O autor também questiona a forma tradicional de expressão, acreditando que falta a ela a capacidade plena de levar ao leitor os sentimentos do personagem. É essa preocupação que faz Machado de Assis subverter a forma para adaptá-la ao conteúdo que deseja transmitir, como neste trecho do Capítulo 55 – “O velho diálogo de Adão e Eva” –, em que descreve o auge da paixão entre Brás Cubas e Virgília:

A ironia é um dos traços mais marcantes da obra de Machado de Assis. Entendem-se como mais um recurso para combater as verdades absolutas, das quais desacreditava por princípio. A construção irônica prevê sempre outros sentidos para o que é dito. Machado de Assis utiliza-se da ironia como um recurso para fazer o leitor refletir sobre as declarações, pensamentos e conclusões do narrador Brás Cubas.

Ao comentar, no primeiro capítulo, sobre o amigo que lhe presenteia com um empolado discurso fúnebre, o narrador agradece as palavras ditas em tom de comoção exagerada com uma frase:

“Bom e fiel amigo! Não, não me arrependo das vinte apólices que lhe deixei".

O desvio de assunto é outro elemento importante da linguagem machadiana. Consiste na interrupção da narração, que envereda por assuntos desvinculados do tema inicial, mas mantendo com ele alguma analogia criada pela mente de quem conta. Essa analogia, com algum esforço, pode ser percebida pelo leitor, desde que ele se mantenha atento.

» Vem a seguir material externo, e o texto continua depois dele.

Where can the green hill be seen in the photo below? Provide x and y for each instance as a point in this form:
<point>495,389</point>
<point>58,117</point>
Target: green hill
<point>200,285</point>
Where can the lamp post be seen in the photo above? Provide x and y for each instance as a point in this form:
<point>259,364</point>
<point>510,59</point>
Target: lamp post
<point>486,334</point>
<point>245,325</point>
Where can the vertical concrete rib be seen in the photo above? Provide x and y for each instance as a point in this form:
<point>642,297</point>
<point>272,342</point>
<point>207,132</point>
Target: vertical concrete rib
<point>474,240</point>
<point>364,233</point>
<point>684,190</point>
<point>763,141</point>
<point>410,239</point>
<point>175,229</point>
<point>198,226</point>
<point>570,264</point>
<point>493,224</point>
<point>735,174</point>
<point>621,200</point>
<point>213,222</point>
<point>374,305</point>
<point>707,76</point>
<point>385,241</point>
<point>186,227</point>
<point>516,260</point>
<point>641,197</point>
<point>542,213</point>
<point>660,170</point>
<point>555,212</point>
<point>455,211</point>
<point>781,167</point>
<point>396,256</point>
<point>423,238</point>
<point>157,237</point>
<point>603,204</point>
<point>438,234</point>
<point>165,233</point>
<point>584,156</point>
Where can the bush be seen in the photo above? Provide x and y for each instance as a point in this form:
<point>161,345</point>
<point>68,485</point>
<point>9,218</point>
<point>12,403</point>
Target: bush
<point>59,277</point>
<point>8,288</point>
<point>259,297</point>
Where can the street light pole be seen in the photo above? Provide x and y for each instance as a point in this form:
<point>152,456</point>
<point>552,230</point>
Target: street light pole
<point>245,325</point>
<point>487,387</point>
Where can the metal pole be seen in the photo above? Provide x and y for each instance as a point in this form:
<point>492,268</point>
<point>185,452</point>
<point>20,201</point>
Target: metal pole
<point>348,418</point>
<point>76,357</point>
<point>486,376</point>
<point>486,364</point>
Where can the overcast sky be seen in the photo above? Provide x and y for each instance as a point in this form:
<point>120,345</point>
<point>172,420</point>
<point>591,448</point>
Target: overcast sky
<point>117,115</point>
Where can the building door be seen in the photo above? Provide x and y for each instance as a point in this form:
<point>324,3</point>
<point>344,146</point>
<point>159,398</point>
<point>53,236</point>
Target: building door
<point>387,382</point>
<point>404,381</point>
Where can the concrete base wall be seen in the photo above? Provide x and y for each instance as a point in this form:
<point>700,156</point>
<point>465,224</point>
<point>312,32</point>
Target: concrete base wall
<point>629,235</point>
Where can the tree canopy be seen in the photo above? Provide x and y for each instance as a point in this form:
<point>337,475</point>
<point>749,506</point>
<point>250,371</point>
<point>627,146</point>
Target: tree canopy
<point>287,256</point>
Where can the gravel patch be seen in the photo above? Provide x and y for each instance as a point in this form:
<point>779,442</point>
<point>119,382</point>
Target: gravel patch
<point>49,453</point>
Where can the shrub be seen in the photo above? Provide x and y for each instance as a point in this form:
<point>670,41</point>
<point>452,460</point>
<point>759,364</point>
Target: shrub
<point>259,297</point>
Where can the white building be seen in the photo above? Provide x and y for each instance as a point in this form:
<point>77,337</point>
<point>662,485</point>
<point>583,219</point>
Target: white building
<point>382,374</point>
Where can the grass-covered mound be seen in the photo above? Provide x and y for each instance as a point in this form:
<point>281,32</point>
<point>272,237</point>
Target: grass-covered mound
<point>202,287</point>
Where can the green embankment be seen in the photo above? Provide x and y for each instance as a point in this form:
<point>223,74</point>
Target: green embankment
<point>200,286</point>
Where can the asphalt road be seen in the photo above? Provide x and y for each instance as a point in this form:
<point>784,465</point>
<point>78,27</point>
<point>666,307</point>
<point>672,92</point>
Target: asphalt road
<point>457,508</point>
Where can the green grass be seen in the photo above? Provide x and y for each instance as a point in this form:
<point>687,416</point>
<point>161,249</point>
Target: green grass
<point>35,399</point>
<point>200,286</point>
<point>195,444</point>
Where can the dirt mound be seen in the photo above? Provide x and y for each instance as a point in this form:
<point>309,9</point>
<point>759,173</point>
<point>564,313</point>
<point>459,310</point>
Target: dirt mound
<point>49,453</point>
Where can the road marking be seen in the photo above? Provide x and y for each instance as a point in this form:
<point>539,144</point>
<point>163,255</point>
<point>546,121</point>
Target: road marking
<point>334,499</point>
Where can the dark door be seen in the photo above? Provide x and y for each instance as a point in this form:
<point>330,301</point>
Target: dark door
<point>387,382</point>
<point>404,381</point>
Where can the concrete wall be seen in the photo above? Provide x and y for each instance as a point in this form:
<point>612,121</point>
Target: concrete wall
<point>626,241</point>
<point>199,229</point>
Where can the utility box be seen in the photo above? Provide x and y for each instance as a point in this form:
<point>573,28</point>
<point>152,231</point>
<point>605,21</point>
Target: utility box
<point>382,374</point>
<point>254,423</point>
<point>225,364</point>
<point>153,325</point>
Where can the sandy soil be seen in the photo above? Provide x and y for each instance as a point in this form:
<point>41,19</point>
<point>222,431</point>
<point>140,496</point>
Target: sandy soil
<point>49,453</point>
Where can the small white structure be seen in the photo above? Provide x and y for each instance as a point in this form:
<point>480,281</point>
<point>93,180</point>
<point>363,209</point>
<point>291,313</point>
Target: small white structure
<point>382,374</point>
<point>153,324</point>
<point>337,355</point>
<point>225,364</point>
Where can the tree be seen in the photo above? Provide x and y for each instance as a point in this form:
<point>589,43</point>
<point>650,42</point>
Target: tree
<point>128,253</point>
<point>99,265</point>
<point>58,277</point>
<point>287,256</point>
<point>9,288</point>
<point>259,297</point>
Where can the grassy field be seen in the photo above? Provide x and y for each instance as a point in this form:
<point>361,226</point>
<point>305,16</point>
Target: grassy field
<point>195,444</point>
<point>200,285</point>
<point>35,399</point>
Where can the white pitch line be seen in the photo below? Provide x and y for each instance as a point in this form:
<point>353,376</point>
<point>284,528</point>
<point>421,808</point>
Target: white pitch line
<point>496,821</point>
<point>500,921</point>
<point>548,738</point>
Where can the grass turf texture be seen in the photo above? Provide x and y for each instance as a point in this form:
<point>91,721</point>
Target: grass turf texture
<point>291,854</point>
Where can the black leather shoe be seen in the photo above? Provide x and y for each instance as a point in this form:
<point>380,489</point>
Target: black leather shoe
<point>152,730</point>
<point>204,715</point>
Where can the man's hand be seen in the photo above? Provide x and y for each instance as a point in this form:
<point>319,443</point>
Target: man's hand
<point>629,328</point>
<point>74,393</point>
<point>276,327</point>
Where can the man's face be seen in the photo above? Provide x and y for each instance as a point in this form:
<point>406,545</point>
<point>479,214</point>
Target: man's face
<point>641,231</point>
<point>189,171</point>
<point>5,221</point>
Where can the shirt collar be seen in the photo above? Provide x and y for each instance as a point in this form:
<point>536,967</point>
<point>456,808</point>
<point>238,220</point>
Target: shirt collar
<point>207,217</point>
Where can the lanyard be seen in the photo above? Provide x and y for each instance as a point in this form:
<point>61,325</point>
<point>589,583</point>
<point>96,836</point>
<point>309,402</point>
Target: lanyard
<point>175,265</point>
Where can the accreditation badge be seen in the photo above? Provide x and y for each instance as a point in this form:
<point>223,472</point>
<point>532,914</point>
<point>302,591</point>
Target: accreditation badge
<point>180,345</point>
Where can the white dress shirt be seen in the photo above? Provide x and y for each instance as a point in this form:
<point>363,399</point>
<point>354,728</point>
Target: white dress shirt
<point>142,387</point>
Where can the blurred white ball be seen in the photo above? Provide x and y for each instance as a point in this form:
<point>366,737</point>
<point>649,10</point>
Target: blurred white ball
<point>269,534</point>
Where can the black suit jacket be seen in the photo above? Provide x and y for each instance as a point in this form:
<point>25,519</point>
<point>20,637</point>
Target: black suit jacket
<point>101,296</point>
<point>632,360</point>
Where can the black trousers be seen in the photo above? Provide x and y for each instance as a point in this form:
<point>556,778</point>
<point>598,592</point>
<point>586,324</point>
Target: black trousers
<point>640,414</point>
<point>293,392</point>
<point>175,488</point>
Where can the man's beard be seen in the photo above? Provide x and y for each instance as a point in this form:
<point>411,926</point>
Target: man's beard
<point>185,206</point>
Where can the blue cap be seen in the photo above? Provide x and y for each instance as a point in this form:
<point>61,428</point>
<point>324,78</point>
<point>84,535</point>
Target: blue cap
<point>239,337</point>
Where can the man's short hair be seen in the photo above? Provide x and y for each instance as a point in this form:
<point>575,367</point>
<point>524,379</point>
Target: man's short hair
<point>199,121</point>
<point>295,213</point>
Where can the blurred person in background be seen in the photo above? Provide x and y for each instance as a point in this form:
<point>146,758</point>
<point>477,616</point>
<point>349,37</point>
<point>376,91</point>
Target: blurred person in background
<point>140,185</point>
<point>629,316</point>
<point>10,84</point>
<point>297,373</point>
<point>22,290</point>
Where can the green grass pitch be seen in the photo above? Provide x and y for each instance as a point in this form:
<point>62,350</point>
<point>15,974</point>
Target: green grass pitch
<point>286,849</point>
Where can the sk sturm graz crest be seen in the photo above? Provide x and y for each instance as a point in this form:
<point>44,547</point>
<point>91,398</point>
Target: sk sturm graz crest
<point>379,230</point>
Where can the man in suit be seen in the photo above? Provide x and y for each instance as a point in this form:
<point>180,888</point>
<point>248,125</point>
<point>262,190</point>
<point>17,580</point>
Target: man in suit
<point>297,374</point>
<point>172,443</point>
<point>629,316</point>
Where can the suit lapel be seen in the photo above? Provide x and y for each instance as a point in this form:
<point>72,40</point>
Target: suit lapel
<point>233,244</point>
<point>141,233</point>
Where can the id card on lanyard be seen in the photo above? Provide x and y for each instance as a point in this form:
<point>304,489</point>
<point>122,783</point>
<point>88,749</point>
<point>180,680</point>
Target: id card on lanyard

O leitor da obra é sempre questionado por Machado, (um diálogo do autor com o leitor) que mobilizam a emoção e a imaginação. É o que acontece, na parte inicial do romance, quando Brás Cubas deixa em suspenso por vários capítulos a explicação para sua morte, que prometera desde o início, para passear por outros assuntos. Quando volta a falar da causa de sua morte, é para comentar, com ironia “... acabemos de uma vez com o nosso emplasto”. Como se já tivesse explicado antes do que se tratava!